In the context of recent literature on chemokines and NPCs these observations in our in vitro and in vivo SCI settings strongly suggest that CC-chemokines have an impact onendogenous NPCs and specifically onastroglial/radial glial differentiation. Regarding neuroregeneration after SCI, this remained a double-edged sword: In principal, radial glial cells and subgroups of astrocytes can be viewed as pluripotent neural precursors in the adult CNS and are important among others in guiding migrating neurons, regulating axon out-growth and path-finding during white matter patterning (among others (Rakic, 1972)). Thus these cells might be crucial after SCI in that they support endogenous NPCs of neuronal cell fate in their migration and formation of functioning cell circuits, a pre-requisite for functional neuroregeneration. However, on the other hand excessive astrogliosis results into gliotic scarring that is known to hinderformation of such new, functional circuits. This means that balancing these effects of astrogliosis remains an important and challenging aspect, which has to be considered in developing anti-inflammatory-targeted therapies for SCI.
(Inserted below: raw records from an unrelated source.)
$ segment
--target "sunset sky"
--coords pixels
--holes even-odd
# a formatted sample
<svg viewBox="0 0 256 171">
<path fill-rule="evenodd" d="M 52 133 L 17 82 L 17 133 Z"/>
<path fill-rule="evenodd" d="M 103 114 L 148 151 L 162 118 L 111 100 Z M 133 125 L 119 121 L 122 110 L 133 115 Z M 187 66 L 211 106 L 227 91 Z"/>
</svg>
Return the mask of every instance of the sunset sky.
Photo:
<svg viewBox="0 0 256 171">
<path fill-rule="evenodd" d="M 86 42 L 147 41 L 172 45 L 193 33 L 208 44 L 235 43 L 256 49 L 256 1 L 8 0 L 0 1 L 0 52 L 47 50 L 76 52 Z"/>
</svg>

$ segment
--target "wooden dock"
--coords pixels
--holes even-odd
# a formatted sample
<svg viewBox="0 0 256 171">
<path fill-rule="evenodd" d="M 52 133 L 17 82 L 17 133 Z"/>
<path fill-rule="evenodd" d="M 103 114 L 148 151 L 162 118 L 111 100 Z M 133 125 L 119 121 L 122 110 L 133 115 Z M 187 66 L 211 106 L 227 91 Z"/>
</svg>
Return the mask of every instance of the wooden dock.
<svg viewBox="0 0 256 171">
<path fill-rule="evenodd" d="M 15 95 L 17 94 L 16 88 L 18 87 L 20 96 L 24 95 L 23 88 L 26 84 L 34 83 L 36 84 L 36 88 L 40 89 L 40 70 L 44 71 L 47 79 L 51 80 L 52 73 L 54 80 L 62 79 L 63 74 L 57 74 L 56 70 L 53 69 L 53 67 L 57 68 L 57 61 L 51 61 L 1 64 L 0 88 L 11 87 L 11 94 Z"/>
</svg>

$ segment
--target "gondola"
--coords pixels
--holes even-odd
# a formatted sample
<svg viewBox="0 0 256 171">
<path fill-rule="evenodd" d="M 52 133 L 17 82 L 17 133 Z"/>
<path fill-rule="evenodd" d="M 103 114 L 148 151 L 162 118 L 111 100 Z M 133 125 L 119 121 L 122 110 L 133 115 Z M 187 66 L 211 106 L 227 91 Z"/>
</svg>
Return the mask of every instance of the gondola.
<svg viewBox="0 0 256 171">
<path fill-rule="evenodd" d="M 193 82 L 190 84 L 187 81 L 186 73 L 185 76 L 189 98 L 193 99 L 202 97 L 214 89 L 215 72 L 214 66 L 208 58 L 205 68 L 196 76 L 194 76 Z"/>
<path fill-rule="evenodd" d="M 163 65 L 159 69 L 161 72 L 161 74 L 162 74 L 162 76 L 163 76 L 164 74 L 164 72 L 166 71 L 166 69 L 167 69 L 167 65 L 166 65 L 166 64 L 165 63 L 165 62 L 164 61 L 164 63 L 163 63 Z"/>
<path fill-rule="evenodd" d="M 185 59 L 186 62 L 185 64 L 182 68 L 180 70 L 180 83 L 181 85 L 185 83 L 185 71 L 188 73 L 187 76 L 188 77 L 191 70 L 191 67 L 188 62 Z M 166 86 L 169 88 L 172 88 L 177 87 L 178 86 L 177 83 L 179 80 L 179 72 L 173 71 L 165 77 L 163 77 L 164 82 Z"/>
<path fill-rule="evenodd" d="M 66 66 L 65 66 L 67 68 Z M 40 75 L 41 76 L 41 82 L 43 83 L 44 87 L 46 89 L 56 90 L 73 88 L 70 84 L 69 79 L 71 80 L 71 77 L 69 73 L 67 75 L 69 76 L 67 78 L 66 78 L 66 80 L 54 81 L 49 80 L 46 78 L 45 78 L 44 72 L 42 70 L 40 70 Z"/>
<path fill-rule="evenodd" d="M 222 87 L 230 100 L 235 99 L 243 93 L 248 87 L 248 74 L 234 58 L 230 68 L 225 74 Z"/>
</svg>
In ongoing and future investigations the intracellular signal transduction pathways of the observed differences in chemokine effects on sham and lesion derived NPC cultures have to be addressed further. Preliminary investigations of CCL3 effects on the EGF signal transduction pathway revealed that pre-treatment with CCL3 induced an activation of MAP Kinase p42 and p44 only in cell cultures derived from sham groups (unpublished preliminary data). This again might be due to chemokine-receptor desensitisation during very early time course after lesion. However, these are preliminary results, which have to be consolidated in further detailed analyses of potentially involved signalling cascades.

Summarizing the presented in vivo and in vitro studies regarding possible effects of chemokines on endogenous NPCs after SCI, different chemokine subgroups might be involved in distinct regulatory functions of neuro-de- and regeneration, depending on the time-point at which and anatomical region in which these mediators are induced. In regard to their subpial induction in the ventro-lateral white matter C-C-chemokines and their receptors (CCL3/CCR1) are likely involved in cellular processes that comprise astroglial and radial glial cell types. In this sense, chemokines can be viewed as important “determinants” of endogenous NPCs’ microenvironment. Consequently, these mediators should also be considered in future development of restorative approaches for SCI.